Why String created using new operator creates string literal in string pool

Asked 21/11, 2014 at 6:10 Answered 24/5, 2022 at 4:44

My Question is what's the use of creating string object in string pool as well as on Heap when we declare String as String a = new String("abc"); What is the advantage ?

And why not we create string in heap when we create string as String a = "abc".

Dejadeject answered 21/11, 2014 at 6:10 Comment(3)

That new does not create a string pool entry. The literal does that before you even call new. If you do new String(a), nothing is created in the string pool. – Proclus 21/11, 2014 at 6:33

"What is the advantage?" No advantage. Only downsides. This is why this use of the String constructor is discouraged. – Proclus 21/11, 2014 at 6:35

Also note that the compiler does a similar thing for primitive wrappers. Integer x = 123; also does not create an object in the heap (it takes it from a pool, same as with Strings). – Proclus 21/11, 2014 at 6:36

The java language was designed like that. Anything you use between double quotes is a compile time constant and goes into the String pool. So, in your case :

String a = new String("abc");

"abc" will be resolved as a compile time constant and thus will be added to the String constants pool for the current JVM.

Next, the value of a will be resolved at run-time and will be added to the heap during run-time.

Loppy answered 21/11, 2014 at 6:14 Comment(4)

You mean we don't get any specific advantage out of it, so its better not to use new operator to create string. – Dejadeject 21/11, 2014 at 6:39

@RishiKeshPathak - No advantage here..You are creating 2 abcs one in heap and another on String constants pool.. in this case, there is no advantage.. actually you are creating additional objects for the GC to work on.. If you had done char[] c = {'a','b','c'}; String s = new String(c); then abc will not be in the String constants pool. SO, you will be good to go. – Loppy 21/11, 2014 at 6:42

#21622458 But this answer is telling different than yours. And this answer seems more logical to me. @Loppy – Apprehensible 30/7, 2019 at 10:24

docs.oracle.com/javase/7/docs/api/java/lang/… -- this site is also saying, "When the intern method is invoked, if the pool already contains a string equal to this String object as determined by the equals(Object) method, then the string from the pool is returned. Otherwise, this String object is added to the pool and a reference to this String object is returned." So new String("abc") don't put "abc" in the pool unless intern() is called. – Apprehensible 30/7, 2019 at 10:27

First, I recommend that you not use new String("abc") because it behaves as you described. Second, when you use new you should expect a new Object instance will be created and it is.

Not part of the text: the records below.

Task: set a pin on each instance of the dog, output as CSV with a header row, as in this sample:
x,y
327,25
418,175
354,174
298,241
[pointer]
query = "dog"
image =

Petrie answered 21/11, 2014 at 6:12 Comment(0)

First of all let me clear you when you write

    String str=new String("abc");

new object is created irrespective of content in the variable. Secondly when you create String using

    String str="abc";

at this time this content will be searched in the pool. If any string matching same content as that of new one then only reference will be created on stack but it will point to older one heap location. Got it?

Clew answered 21/11, 2014 at 6:20 Comment(0)

I believe string object creation by using new operator, don't create object in string constant pool due to the below 2 reason.

Intern() method is used to add the string object to string constant pool. If string object is present in string constant pool, then there is no use of intern() method.
String literal = "abc"; String object = new String("abc"); System.out.println("result = " + literal == object); // false

If string object is present in string constant pool at compile time, then the result should be true.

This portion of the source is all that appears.